This large-scale map of Surrey is by Christopher Greenwood (1786-1855) and his brother John Greenwood (1791-1867), they were both surveyors. Christopher Greenwood was from Yorkshire and settled in Wakefield by about 1815 before moving to London in 1818. His first large-scale survey was of Yorkshire published in 1817. His brother John was also a surveyor and in 1821 they joined forces. Along with the distribution capabilities of George Pringle and Son, they made an immediate impact with their series of large-scale surveys of many English counties. It is one of two published in 1823. By the change of wording, it would appear that George Pringle alone published this survey.

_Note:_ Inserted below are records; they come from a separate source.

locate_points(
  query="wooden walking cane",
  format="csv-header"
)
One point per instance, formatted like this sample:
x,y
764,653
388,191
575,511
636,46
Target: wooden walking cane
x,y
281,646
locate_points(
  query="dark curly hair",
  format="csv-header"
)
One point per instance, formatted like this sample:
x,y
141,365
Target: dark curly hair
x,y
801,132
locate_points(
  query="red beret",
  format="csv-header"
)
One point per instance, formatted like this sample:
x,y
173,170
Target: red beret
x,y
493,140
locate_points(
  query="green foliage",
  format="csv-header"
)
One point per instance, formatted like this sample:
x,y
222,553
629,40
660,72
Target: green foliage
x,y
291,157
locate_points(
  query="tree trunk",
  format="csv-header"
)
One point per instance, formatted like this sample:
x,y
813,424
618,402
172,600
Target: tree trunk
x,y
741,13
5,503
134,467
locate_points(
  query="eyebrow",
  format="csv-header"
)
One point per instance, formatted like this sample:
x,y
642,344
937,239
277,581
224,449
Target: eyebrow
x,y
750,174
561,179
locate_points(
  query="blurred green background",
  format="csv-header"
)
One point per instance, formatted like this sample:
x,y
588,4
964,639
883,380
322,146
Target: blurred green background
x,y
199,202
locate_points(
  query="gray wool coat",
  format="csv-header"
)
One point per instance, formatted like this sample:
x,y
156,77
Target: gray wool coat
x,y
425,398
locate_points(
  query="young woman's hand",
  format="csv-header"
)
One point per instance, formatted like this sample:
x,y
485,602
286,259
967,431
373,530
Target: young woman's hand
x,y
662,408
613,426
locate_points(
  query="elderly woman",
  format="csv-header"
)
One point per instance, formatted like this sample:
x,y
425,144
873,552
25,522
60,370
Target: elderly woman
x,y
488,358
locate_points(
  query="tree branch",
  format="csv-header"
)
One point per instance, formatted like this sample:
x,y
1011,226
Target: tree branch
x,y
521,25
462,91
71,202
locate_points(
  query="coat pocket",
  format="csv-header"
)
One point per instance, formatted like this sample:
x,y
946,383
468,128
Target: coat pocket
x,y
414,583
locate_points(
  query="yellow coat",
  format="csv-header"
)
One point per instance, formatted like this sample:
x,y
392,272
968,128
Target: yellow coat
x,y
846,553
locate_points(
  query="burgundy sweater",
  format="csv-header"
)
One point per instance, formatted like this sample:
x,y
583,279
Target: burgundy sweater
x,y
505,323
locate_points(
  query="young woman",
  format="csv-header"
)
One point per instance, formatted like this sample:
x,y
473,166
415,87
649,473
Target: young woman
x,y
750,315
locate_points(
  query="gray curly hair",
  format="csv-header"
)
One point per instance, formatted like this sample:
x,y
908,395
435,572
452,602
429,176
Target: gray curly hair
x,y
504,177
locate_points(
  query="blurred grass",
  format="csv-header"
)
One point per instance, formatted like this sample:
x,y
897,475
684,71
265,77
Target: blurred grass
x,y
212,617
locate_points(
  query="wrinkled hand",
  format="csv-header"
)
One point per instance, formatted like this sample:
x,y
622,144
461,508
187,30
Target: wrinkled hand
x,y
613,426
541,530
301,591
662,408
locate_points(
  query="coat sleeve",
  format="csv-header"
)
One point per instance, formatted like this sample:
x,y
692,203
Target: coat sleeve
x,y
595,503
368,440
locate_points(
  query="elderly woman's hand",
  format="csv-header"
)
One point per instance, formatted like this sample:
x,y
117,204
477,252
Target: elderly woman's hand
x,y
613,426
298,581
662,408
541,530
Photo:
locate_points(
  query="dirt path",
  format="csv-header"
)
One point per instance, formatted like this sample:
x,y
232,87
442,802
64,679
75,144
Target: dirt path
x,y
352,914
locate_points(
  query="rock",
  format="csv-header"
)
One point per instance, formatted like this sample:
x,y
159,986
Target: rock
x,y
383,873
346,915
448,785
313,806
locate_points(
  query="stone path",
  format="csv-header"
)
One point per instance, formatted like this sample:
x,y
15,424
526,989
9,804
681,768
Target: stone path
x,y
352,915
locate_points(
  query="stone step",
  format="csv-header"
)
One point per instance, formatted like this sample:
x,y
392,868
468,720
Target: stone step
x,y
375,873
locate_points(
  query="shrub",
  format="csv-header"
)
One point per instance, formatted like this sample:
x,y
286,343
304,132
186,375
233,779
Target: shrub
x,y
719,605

The map is almost certainly engraved by Samuel John Neele (1758-1824) and his son James Neele (1791-1868). It is on a large scale of one inch to the mile and differentiates between woods and plantations, heaths and commons, different types of waterway and roads. Watermills, windmills and toll booths are identified indicating their significance to the local economy. The two unsuccessful early railway lines are indicated: the Surrey Iron Railway and the Croydon, Merstham & Godstone Iron Railway. These are a phenomenon so unusual as to not be included in the Explanation.
A large vignette of Kew Palace occupies the upper left corner. The early 1800s was a time of rapid change in the landscape with the burgeoning industrial revolution. Their surveys utilised the latest system of triangulation adopted by Colonel Mudge and his surveyors for the Ordnance Survey. Indeed, they were in open competition with them. The Greenwood maps were coloured as opposed to the more functional black and white Ordnance Surveys of the period. Rodger (1972) 445; Tooley’s Dictionary; Worms & Baynton-Williams (2011).